Background: “Can AI Help Revitalize Indigenous Languages?” (Smithsonian)


6. Tesla Cybertruck: From Top Seller to Flop

A year ago, Elon Musk’s Cybertruck was the bestselling electric pickup in the U.S., heralded as a game-changer. However, 2025 saw demand crash, with projected sales plummeting to about 20,000 vehicles—half of the previous year’s. The entire electric pickup market is faltering; Ford even scrapped its F-150 Lightning model this month.

Facing unsold stockpiles, Tesla resorted to selling Cybertrucks in bulk to other Musk-owned companies like SpaceX rather than to consumers.

See: “Elon’s Edsel: Tesla Cybertruck Is The Auto Industry’s Biggest Flop In Decades” (Forbes)


7. $TRUMP Memecoin: Presidential Digital Token or Just Tacky Merch?

Days before his 2025 inauguration, Donald Trump unveiled $TRUMP, a digital memecoin featuring his signature fist-pumping logo.
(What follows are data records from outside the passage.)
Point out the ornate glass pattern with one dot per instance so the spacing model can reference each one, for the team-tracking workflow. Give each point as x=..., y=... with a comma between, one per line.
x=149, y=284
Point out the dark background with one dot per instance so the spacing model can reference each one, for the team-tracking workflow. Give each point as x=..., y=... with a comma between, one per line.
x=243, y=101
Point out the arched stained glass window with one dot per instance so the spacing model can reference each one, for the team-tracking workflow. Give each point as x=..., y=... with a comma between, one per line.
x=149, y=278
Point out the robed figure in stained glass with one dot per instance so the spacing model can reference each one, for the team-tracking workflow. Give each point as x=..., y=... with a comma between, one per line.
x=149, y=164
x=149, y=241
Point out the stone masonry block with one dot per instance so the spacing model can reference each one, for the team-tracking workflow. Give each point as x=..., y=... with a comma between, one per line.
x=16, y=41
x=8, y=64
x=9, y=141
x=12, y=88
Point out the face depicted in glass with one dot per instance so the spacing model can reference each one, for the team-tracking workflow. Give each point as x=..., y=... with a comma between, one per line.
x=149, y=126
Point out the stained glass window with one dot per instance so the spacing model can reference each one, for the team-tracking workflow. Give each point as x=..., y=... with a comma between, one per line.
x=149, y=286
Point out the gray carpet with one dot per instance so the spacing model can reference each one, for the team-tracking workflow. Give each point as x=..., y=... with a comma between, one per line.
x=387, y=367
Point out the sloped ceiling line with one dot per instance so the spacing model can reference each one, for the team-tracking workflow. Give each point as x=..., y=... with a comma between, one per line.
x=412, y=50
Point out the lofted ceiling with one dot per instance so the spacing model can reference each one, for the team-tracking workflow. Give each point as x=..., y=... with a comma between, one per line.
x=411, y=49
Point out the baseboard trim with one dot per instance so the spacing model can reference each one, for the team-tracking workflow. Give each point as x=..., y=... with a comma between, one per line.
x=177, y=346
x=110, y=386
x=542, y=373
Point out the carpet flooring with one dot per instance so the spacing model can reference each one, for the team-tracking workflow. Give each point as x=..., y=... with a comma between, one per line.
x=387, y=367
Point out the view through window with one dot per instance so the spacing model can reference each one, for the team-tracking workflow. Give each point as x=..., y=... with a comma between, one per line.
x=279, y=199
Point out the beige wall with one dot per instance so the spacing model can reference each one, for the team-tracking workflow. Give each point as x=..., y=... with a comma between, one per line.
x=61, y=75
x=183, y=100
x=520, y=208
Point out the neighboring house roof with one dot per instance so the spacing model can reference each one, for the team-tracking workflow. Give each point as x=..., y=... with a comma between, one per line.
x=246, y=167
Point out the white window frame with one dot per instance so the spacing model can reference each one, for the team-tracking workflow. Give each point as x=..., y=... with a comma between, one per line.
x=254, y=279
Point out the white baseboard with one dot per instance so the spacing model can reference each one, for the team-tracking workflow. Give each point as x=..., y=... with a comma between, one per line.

Largely viewed as merchandise rather than legitimate currency, memecoins are speculative collectibles with no real value—often likened to consensual scams benefitting issuers at the expense of buyers.

Despite skepticism, the White House insists the memecoin was not a profiteering scheme.

Further reading: “Donald and Melania Trump’s Terrible, Tacky, Seemingly Legal Memecoin Adventure” (Bloomberg)


8. Apple Watch’s “Carbon-Neutral” Claim Faces Legal Blowback

In 2023, Apple announced its first carbon-neutral product: the Apple Watch, claiming zero net emissions via recycling, renewable energy, and forest conservation efforts. This year, critics labeled the claim greenwashing. Lawsuits in California and rulings in Germany challenged Apple’s use of eucalyptus plantations as carbon offsets, questioning whether such trees truly store the promised CO₂.

Apple has since dropped the “carbon neutral” label on new packaging but stands by its environmental efforts as credible.

Coverage: “Cancelling carbon neutrality claims won’t help the planet” (MIT Technology Review)


A Year of Lessons Learned

From the failure of cutting-edge robotics and AI to the pitfalls of politically motivated science purges and greenwashing claims, 2025’s technological landscape serves as a reminder: innovation without caution, transparency, and sound science can lead not just to failure, but to public mistrust. As Elon Musk himself reflected on his costly misadventures, sometimes the best technology lesson is to focus on doing less, better.